Выйдя из кофейни, я направился назад к тому дому. Я вошел в лифт с деревянными дверями и сеткой с потертой старой позолотой и весело ждал, пока он со скрипом вез меня наверх, к квартире номер одиннадцать.
Сулейман. В один морозный день ближе к концу февраля я наконец-то зашел к «Своякам» как обычный покупатель.
– Продавец, буза у вас сладкая или кислая?
Мевлют сразу узнал меня.
– Ах, Сулейман! – воскликнул он. – Рад тебя видеть!
– Надеюсь, у вас все хорошо, дамы, – обратился я к Райихе и Самихе с фамильярностью старого друга, который просто проходил мимо.
– Добро пожаловать, Сулейман, – сказала Райиха, занервничав, что я могу что-то устроить.
– Слышал, ты теперь замужем, Самиха. Поздравляю, наилучшие пожелания.
– Спасибо, Сулейман.
– Это было десять лет назад, – сказал Мевлют. – Тебе потребовалось столько времени, чтобы пожелать Самихе добра?
Выходит, Мевлют-эфенди был счастлив в этом маленьком магазинчике с двумя женщинами. «Осторожнее, – хотелось мне сказать, – тебе лучше внимательно следить за этим заведением, ты же не хочешь, чтобы оно лопнуло, как „Бинбом“». Но я сдержался.
– Десять лет назад мы были всего лишь компанией горячих молодых парней, – сказал я. – В том молодом и буйном возрасте легко потерять голову из-за вещей, о которых спустя десять лет даже не вспомнишь.
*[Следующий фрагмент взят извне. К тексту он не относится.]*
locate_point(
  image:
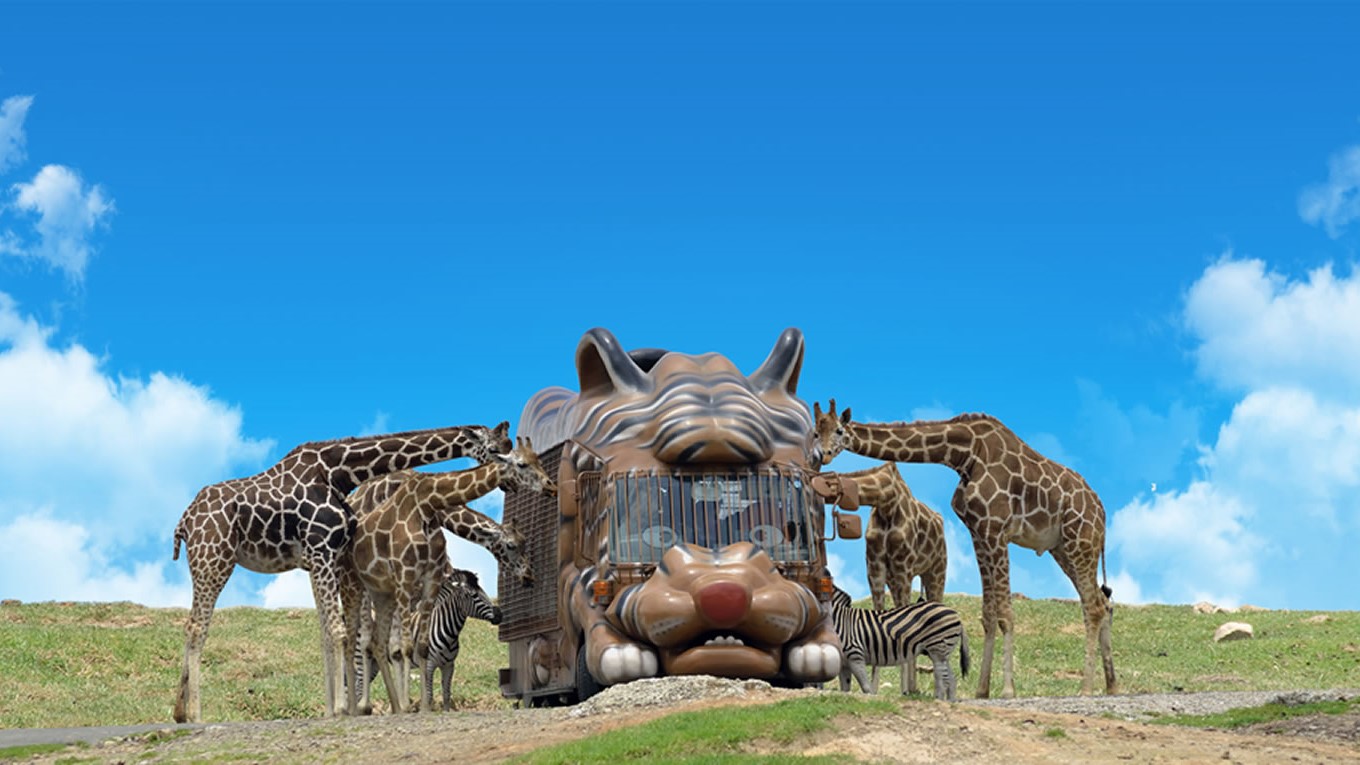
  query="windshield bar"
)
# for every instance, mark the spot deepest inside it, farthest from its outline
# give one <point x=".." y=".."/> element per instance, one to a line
<point x="653" y="512"/>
Я хотел принести тебе свадебный подарок, Самиха, но Ведиха не давала мне ваш адрес, только сказала мне, что вы живете где-то далеко, в квартале Гази.
– Они теперь переехали в Джихангир, – сообщил идиот Мевлют.
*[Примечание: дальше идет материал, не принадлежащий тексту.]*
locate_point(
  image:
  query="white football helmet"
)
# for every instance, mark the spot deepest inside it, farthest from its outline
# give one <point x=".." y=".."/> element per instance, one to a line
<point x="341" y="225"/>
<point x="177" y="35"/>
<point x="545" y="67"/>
– Спасибо, буза у вас очень-очень вкусная, – сказал я, сделав глоток из поданного ими стакана. – Я возьму немного с собой.
Я попросил налить целую бутылку. Своим визитом я показал, что справился со своим наваждением. Но главной моей целью было предупредить Мевлюта. Когда он вышел проводить меня, я крепко обнял его и сообщил:
– Скажи Ферхату, пусть ходит осторожно.
– Что ты имеешь в виду? – спросил Мевлют.
– Он знает.
3. Электрическая страсть Ферхата
Давай сбежим отсюда
Коркут. Однокомнатный дом – вот и все, что мой покойный дядя Мустафа сумел построить на земле, которую огородил с моим отцом на Кюльтепе еще в 1965 году. Мевлют приезжал из деревни, чтобы помочь ему, но дело далеко не пошло, и вскоре они выдохлись. Мы на нашем участке на Дуттепе начали с двухкомнатного дома. Мой отец посадил в саду тополя, как у него было в деревне; могу поспорить, что их теперь видно от самого Шишли. Когда моя мать в 1969 году уехала из деревни к нам на Дуттепе, мы за ночь добавили маленькую красивую комнату, а потом еще одну, в которой я слушал по радио лошадиные бега. В 1978 году, примерно в то время, когда я женился на Ведихе, мы пристроили к дому гостевую комнату и еще одну большую комнату с собственным туалетом, и очень скоро наш разрастающийся дом стал как дворец. В нашем царском саду было даже две шелковицы и фиговое дерево, которые выросли сами по себе. Вокруг сада мы построили стену и поставили железные ворота.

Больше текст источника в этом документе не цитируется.